Во влажной темноте скрипели колеса. Лошадиные копыта шлепали по лужам, брызги летели во все стороны. К лестнице подъезжала одна пара перепуганных лошадей за другой.
Винницкий был доволен, он не сомневался, что утром, когда проснутся голодные солдаты, телеги уже будут стоять на подворье.
Дождь и ветер не утихали, хлестали в полях и между деревенскими хатами. В приглушенных голосах, доносившихся со всех сторон, чувствовался страх перед ночной тьмой.
Винницкий навострил уши, потянул плоским носом воздух, словно животное, и решил, что надо идти в деревню. Что-то уланы долго не возвращаются. Он подмигнул стоявшим возле него солдатам, и они отправились к распахнутым воротам. Шли минут десять, молчали, не зная, добрались ли уже до деревни или заблудились. Влажная темная ночь окутывала лица, лишая зрения. В ушах звенело. Перед глазами мелькали холодные искры, потом превращались в круги. Казалось, что ноги топчутся на одном месте.

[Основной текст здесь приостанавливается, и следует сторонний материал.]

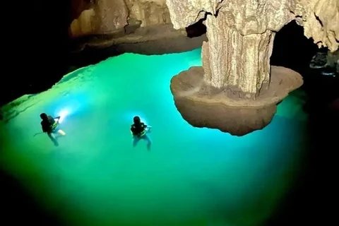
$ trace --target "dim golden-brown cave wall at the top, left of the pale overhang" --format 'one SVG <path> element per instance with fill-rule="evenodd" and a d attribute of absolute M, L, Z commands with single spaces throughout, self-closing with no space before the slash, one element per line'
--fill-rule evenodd
<path fill-rule="evenodd" d="M 171 23 L 165 0 L 71 0 L 70 37 L 124 31 L 129 23 L 141 27 Z"/>

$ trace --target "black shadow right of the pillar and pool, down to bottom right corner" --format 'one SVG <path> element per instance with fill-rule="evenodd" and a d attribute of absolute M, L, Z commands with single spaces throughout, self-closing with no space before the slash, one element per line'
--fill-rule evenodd
<path fill-rule="evenodd" d="M 333 101 L 339 97 L 339 83 L 338 77 L 322 76 L 319 71 L 309 69 L 309 61 L 318 51 L 295 22 L 276 35 L 271 64 L 298 71 L 304 78 L 308 145 L 303 164 L 295 169 L 299 172 L 297 183 L 266 225 L 331 225 L 337 217 L 334 200 L 339 191 L 335 179 L 339 112 Z"/>

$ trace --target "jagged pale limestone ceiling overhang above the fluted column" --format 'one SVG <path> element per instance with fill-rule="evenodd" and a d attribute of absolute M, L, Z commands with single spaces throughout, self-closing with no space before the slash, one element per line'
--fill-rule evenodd
<path fill-rule="evenodd" d="M 175 29 L 186 28 L 204 18 L 206 13 L 227 14 L 227 23 L 242 35 L 259 34 L 265 30 L 278 32 L 290 20 L 304 26 L 304 35 L 314 43 L 338 49 L 338 0 L 166 0 Z"/>

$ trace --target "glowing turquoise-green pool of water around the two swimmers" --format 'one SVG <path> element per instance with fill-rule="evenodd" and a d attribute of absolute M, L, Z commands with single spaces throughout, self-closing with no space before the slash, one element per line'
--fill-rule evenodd
<path fill-rule="evenodd" d="M 262 131 L 237 137 L 197 129 L 177 112 L 169 82 L 201 65 L 200 57 L 201 49 L 123 54 L 65 76 L 1 125 L 1 166 L 64 225 L 261 225 L 297 176 L 302 91 Z M 63 111 L 59 147 L 34 136 L 41 112 Z M 135 115 L 153 126 L 150 151 L 143 141 L 131 145 Z"/>

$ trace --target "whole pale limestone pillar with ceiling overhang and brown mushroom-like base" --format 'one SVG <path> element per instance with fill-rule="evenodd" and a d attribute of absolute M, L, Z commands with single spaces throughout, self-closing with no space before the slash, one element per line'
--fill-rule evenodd
<path fill-rule="evenodd" d="M 276 105 L 302 85 L 290 69 L 270 66 L 275 32 L 291 20 L 331 52 L 338 49 L 338 0 L 166 0 L 175 29 L 206 18 L 203 67 L 174 76 L 182 117 L 197 127 L 243 136 L 270 123 Z"/>

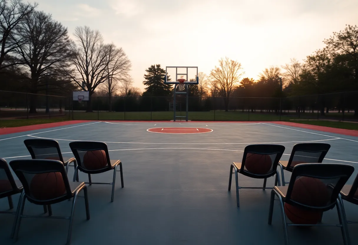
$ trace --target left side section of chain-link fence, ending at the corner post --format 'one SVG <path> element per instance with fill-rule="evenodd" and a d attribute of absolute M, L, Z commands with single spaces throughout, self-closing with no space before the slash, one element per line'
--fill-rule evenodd
<path fill-rule="evenodd" d="M 0 91 L 0 119 L 71 118 L 71 98 Z"/>

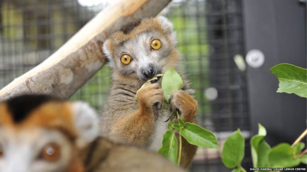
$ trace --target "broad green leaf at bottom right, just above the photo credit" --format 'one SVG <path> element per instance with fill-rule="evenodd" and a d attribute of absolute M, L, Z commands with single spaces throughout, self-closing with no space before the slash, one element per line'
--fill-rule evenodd
<path fill-rule="evenodd" d="M 301 162 L 301 160 L 295 155 L 294 147 L 291 147 L 287 143 L 281 143 L 276 147 L 273 147 L 269 154 L 269 160 L 273 168 L 295 167 Z"/>

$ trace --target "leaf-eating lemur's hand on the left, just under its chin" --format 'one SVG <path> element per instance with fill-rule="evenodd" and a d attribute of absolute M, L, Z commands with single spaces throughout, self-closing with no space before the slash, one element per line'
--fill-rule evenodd
<path fill-rule="evenodd" d="M 159 88 L 158 83 L 150 84 L 149 86 L 139 90 L 136 94 L 140 103 L 140 108 L 143 111 L 152 112 L 154 120 L 157 119 L 157 106 L 164 101 L 163 91 Z"/>

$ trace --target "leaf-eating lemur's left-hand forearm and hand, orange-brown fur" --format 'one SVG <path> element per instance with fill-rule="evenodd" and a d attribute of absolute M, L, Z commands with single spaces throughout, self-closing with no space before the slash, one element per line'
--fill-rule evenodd
<path fill-rule="evenodd" d="M 154 131 L 153 105 L 164 100 L 163 92 L 158 84 L 151 84 L 136 95 L 139 108 L 117 121 L 111 127 L 111 133 L 123 137 L 133 145 L 145 146 Z"/>

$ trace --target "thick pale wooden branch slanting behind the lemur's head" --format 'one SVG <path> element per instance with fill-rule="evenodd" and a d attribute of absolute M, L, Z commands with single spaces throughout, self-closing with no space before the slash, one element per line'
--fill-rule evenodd
<path fill-rule="evenodd" d="M 135 18 L 157 15 L 171 0 L 117 0 L 98 13 L 41 64 L 0 90 L 0 100 L 20 94 L 68 98 L 105 63 L 104 40 Z"/>

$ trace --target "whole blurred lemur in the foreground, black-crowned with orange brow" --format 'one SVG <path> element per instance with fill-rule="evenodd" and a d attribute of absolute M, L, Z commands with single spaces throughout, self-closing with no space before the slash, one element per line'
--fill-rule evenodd
<path fill-rule="evenodd" d="M 0 102 L 0 172 L 182 172 L 98 134 L 98 117 L 84 102 L 38 95 Z"/>

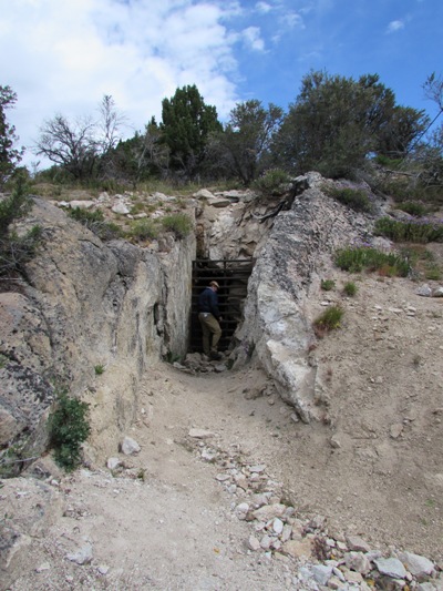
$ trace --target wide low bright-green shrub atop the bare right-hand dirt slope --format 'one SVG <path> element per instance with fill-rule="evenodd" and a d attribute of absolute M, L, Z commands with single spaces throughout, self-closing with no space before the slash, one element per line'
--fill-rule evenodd
<path fill-rule="evenodd" d="M 378 271 L 381 275 L 406 277 L 411 271 L 408 258 L 396 253 L 382 253 L 371 246 L 348 246 L 334 253 L 334 263 L 342 271 L 361 273 Z"/>

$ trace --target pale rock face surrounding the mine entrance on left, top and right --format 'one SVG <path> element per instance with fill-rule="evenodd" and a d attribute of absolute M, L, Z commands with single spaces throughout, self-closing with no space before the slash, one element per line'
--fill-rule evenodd
<path fill-rule="evenodd" d="M 302 193 L 288 201 L 288 211 L 279 206 L 278 216 L 250 192 L 202 191 L 189 200 L 195 235 L 147 247 L 103 243 L 35 198 L 25 225 L 44 228 L 43 245 L 20 293 L 0 294 L 0 445 L 29 431 L 27 455 L 38 456 L 64 383 L 91 405 L 96 446 L 87 451 L 103 461 L 106 440 L 119 439 L 134 420 L 138 379 L 151 360 L 187 351 L 196 256 L 256 261 L 231 360 L 236 367 L 254 354 L 299 417 L 316 418 L 306 304 L 323 261 L 343 236 L 364 238 L 369 221 L 326 197 L 319 174 L 302 179 Z"/>

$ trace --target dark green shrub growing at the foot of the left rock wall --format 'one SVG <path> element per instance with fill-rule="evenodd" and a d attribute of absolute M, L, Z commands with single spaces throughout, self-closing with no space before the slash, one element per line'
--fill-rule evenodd
<path fill-rule="evenodd" d="M 87 418 L 89 405 L 62 393 L 49 417 L 50 445 L 55 462 L 68 472 L 81 462 L 81 444 L 91 432 Z"/>

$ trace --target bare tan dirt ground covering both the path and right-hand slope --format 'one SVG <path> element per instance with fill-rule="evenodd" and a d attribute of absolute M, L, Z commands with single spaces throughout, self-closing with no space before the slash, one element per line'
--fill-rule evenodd
<path fill-rule="evenodd" d="M 313 319 L 329 299 L 346 315 L 310 354 L 323 421 L 296 422 L 253 366 L 198 375 L 151 368 L 127 434 L 140 454 L 120 456 L 121 472 L 93 467 L 61 480 L 68 510 L 32 539 L 11 591 L 290 588 L 295 563 L 247 549 L 253 526 L 234 510 L 247 495 L 224 480 L 255 465 L 301 518 L 324 516 L 331 537 L 359 533 L 373 548 L 441 563 L 443 298 L 377 276 L 357 278 L 357 296 L 343 298 L 349 277 L 324 272 L 336 289 L 312 289 L 307 314 Z M 117 445 L 109 442 L 109 456 Z M 90 547 L 87 564 L 66 559 Z"/>

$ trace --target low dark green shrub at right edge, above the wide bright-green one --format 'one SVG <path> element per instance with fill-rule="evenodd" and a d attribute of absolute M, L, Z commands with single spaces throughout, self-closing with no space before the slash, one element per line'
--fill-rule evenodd
<path fill-rule="evenodd" d="M 443 241 L 443 223 L 426 217 L 402 222 L 392 217 L 380 217 L 375 222 L 374 234 L 385 236 L 393 242 L 429 242 Z"/>

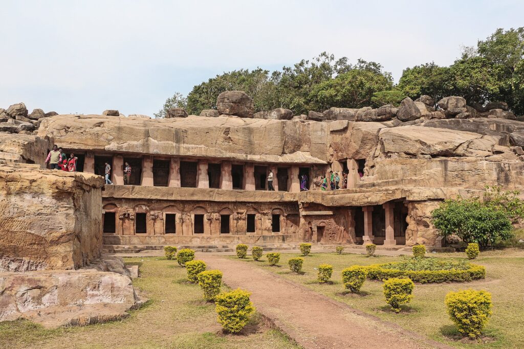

Залаяла собака, резко и звонко. Солдаты пошли на лай и услышали оклик:
— Кто идет?
— Свои.
У хаты стояли уланы с телегой, груженной провиантом.
— Что вы тут делаете? — спросил Винницкий.
— Мы реквизируем продовольствие, пане полковник!
— Не полковник, не полковник, с вами говорит генерал, — разозлился Винницкий, нащупал ручку и резко открыл дверь.
Тухлый запах подгнившего картофеля ударил в лицо. Лучина, горевшая на кухне, лишь усиливала темноту, и Винницкий, войдя, ничего не смог разглядеть. Он поднял лучину.
Посреди комнаты на коленях стояла баба в одной рубашке, хватая солдат за руки:
— Пожалейте бедную бабу, мы же все христиане, не вынимайте кусок изо рта… У меня нет ничего, кроме этих двух куриц…
Солдаты увидели Винницкого, переглянулись и отдали честь.
— Что такое? Что такое? — Винницкий сердито посмотрел на бабу и улыбнулся.